The Biden administration’s conveniently malleable definition of ‘recession’

On Thursday morning, the U.S. Bureau of Economic Analysis is expected to announce that real GDP has declined for the second quarter in a row. According to one common definition, two consecutive quarters of negative growth qualifies as a recession. The White House says the definition of a recession is more complicated than that. Republicans say the administration is playing word games to prop up Biden’s poll numbers.

The conveniently malleable definition of a recession 

Last week, ahead of the release of the second-quarter GDP numbers, the Biden administration attempted to get ahead of the problem. According to a blog post on the official White House website, “While some maintain that two consecutive quarters of falling real GDP constitute a recession,” there are other factors that need to be taken into account. Conservatives were having none of it. “Apparently The White House is changing the definition of recession this week so we can pretend that we’re not in one,” Donald Trump Jr. tweeted Monday.

Newsweek fact-checker Tom Norton rated Trump Jr.’s claim “False” based on a pair of arguments. First, blog posts on whitehouse.gov frequently “make debatable claims or perpetuate mistruths” and “do not purport to be a dictionary of accepted government terms and metrics.” So, while the administration is seeking to cast doubt on what constitutes a recession, they didn’t officially change anything. And second, Norton claims that “there is no consensus among experts and authorities” as to the exact definition of a recession.

Oliver Wiseman suggested in The Spectator World that Norton might be missing the point. “Nowhere is Ronald Reagan’s famous mantra that ‘if you’re explaining, you’re losing’ truer than on economics,” he wrote. He also lumped the “recession” equivocation in with several other examples of the “[m]agical thinking” and “unserious spin” that characterize the Biden administration’s economic messaging.

The official metrics don’t matter

So are we in a recession? Treasury Secretary Janet Yellen says no. During a Sunday appearance on Meet the Press, she told host Chuck Todd she “would be amazed” if the National Bureau of Economic Research declared a recession while the labor market remains “extremely strong.”

Once again, though, it might not matter what official economic referees say. In National Review, Jim Geraghty proposed that a recession is more of a vibe than an objective state of being. “[I]n the American public’s mind, a recession is a de facto synonym for ‘economic bad times,'” he wrote. Team Biden’s biggest goal between now and November, Geraghty argued, “will be trying to convince Americans that they’re more prosperous than they feel,” though they’d probably “have an easier time convincing Americans that they’re taller than they feel.”

Geraghty also quibbled with Yellen’s characterization of the labor market, arguing that a “thriving economy” wouldn’t have 11.3 million unfilled jobs and just 6 million unemployed people to fill them.

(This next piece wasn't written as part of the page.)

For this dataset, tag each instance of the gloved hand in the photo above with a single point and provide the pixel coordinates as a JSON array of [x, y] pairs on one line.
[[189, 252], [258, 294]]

There’s blame to go around

The Biden administration has repeatedly described skyrocketing inflation as “Putin’s price hike” while downplaying the effects of government spending. Norton gave a similar explanation, blaming “supply chain disruptions post-COVID and the conflict in Ukraine” as “global influences beyond the reach of domestic governments.”

In a New York Times piece published the same day as the White House blog post questioning the definition of “recession,” Paul Krugman admitted that he was wrong about inflation and government spending. When Biden proposed the $1.9 trillion American Rescue Plan, “[e]veryone in the debate agreed that deficit spending would stimulate demand” and “that a stronger economy with a lower unemployment rate would, other things equal, have a higher inflation rate,” Krugman wrote. What he failed to predict was just how bad that inflation would be. Krugman places some of the blame on the war in Ukraine and COVID lockdowns in China but can only speculate about why this particular stimulus package preceded a bigger inflation surge than he’d anticipated.

Sen. Elizabeth Warren (D-Mass.) argued in a Wall Street Journal op-ed published Sunday that we aren’t in a recession yet, but if we end up in one, it’ll be the Federal Reserve’s fault. “With [Fed Chair Jerome] Powell expected to announce another round of aggressive interest-rate hikes, the Fed risks triggering a devastating recession,” Warren wrote. This “Fed-manufactured recession,” she warned, would “leave millions of people — disproportionately lower-wage workers and workers of color — with smaller paychecks or no paycheck at all.”

The Wall Street Journal‘s editorial board argued on Monday that lawmakers and the Federal Reserve will need to work in tandem to resolve the inflation crisis without massive shocks to the economy. Contra Warren, the board wrote that “the Fed’s overriding duty now is restoring stable prices.” Meanwhile, Congress should focus on “restoring pro-growth tax and regulatory policies.”